There is no excuse to not deploy at minimum a dual-stack network if not an IPv6-only network. If you deploy an IPv4-only network you are incompetent, you are shitting up the internet for everyone else, and it would be better for all of humanity if you kept any and all enthusiasm you have for computers entirely to yourself (not a single utterance).

shrubble 4 days ago

I won't name the 2 large telecoms I know, that don't support IPv6 being used by customers - if you get L2VPN, L3VPN, other typical services etc. it will be IPv4-only. Of course you can buy a wave and do whatever you want with it :-)

pcarroll 4 days ago

Support for IPv6 is notoriously bad in residential modems. They can barely run IPv4. In an enterprise, you can do it properly. But here we are stuck with the junk the ISP gave out. Customers don't care. You have to work with what you've got.

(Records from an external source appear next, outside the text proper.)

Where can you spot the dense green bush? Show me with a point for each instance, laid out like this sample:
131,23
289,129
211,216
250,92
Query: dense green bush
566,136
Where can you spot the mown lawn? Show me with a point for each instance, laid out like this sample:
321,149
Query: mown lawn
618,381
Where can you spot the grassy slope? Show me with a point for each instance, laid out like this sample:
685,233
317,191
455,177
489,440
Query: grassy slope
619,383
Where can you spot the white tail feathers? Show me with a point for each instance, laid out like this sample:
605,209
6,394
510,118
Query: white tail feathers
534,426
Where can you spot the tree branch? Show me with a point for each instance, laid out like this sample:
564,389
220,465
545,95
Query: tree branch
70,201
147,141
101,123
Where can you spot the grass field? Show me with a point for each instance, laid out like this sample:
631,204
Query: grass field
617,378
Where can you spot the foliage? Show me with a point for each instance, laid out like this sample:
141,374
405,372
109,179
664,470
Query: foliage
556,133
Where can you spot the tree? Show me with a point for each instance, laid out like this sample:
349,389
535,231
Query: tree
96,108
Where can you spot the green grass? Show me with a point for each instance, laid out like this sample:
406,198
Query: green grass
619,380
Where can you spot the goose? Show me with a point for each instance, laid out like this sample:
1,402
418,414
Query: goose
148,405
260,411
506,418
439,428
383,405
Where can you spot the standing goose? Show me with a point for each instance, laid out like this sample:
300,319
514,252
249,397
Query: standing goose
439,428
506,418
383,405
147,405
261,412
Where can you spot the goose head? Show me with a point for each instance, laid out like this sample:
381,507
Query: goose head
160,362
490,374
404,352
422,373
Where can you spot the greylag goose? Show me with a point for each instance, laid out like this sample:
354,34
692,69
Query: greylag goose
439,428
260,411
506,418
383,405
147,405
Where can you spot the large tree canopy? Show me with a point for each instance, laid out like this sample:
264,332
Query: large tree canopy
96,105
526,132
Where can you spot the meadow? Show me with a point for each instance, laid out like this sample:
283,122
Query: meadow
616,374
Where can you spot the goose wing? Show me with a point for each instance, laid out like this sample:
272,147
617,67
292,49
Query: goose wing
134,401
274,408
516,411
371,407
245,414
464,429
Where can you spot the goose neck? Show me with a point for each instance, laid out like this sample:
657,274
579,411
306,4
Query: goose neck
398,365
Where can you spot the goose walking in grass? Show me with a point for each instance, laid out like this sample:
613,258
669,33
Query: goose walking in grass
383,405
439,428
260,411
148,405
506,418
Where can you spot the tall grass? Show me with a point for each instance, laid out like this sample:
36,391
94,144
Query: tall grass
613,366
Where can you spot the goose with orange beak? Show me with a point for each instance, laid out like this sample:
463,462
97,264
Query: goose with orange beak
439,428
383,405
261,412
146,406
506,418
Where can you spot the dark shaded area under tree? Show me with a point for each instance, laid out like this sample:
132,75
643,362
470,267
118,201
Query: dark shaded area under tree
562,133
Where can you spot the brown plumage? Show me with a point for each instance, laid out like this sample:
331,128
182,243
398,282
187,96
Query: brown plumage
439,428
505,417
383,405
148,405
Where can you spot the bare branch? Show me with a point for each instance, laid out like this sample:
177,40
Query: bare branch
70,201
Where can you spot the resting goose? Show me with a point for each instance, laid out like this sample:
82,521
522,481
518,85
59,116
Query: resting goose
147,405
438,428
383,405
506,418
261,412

  • orangeboats 3 days ago

    >Support for IPv6 is notoriously bad in residential modems.

    No? Over here at (South) East Asia we have been deploying IPv6 for nearly a decade now. The users are getting their IPv6 connectivity. Before someone jumps out and shouts SeCuRiTy: the firewall is enabled by default.

    I am not saying the support is perfect. I know some people moan about lackluster IPv6 configuration in many routers. But for 90% of residential internet users (who care about pretty much nothing but the ability to watch YouTube and browsing social media), it damn sure is.